Sobre la sobreviviente del caso Quemados, quien ya declaró ante el juez Mario Carroza, manifestó que “está pidiendo la renuncia del comandante en jefe del Ejército y es recibida por el presidente del Senado que le rinde homenajes, y ahora vi que también Hernán Larraín participaba en otro. Entonces, tiene un poder político especial porque ella pone en jaque a las autoridades chilenas con las solicitudes que hace (…) tengo miedo de lo que Carmen Gloria Quintana pueda lograr, porque consigue todo y nadie se acuerda de que ella llevaba los líquidos inflamables”.

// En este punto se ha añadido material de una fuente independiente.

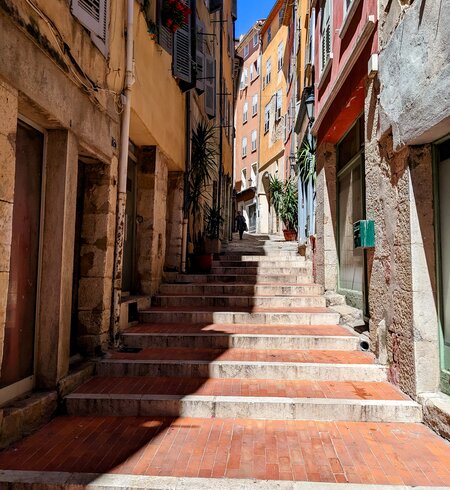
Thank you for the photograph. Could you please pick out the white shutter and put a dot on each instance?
(210, 86)
(93, 14)
(182, 44)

Las críticas a la derecha y a Piñera
Pérez de Arce es consultado por las diferencias públicas con el presidente de la UDI, Hernán Larraín, sobre todo después de que este último manifestara que el principal matiz entre ambos es la condena irrestricta a la violaciones a los Derechos Humanos.
“No considero que sea defensa de los derechos humanos la apología de una persona cuya figuración se debe a haber sido sorprendida portando elementos inflamables para quemar a civiles. Nunca he pretendido silenciar a Hernán, pues lo que le pido es que él mismo se silencie, en lugar de repetir consignas comunistas. Creo que Jaime Guzmán estaría muy en desacuerdo con degradar a oficiales que combatieron el terrorismo marxista. También tuve diferencias con el general Contreras y él una vez se querelló en mi contra, pero no por eso me voy a convertir en portavoz de las consignas de la extrema izquierda (…) Los uniformados nos protegieron de una violación masiva y sólo los malagradecidos pueden considerarlos a ellos como violadores”, subraya el abogado, quien admite sentirse solo en su lucha, y además acusa que “hay personas poderosas que tratan de que yo no aparezca, me tienen muy bloqueado”.
¿Quiénes? se le pregunta, “un hombre de la prensa. Y al más poderoso de la derecha, Sebastián Piñera. Soy su adversario, opositor a todo lo que él piensa y hace, y se preocupa de que yo no tenga posibilidad de tener más tribuna”, responde.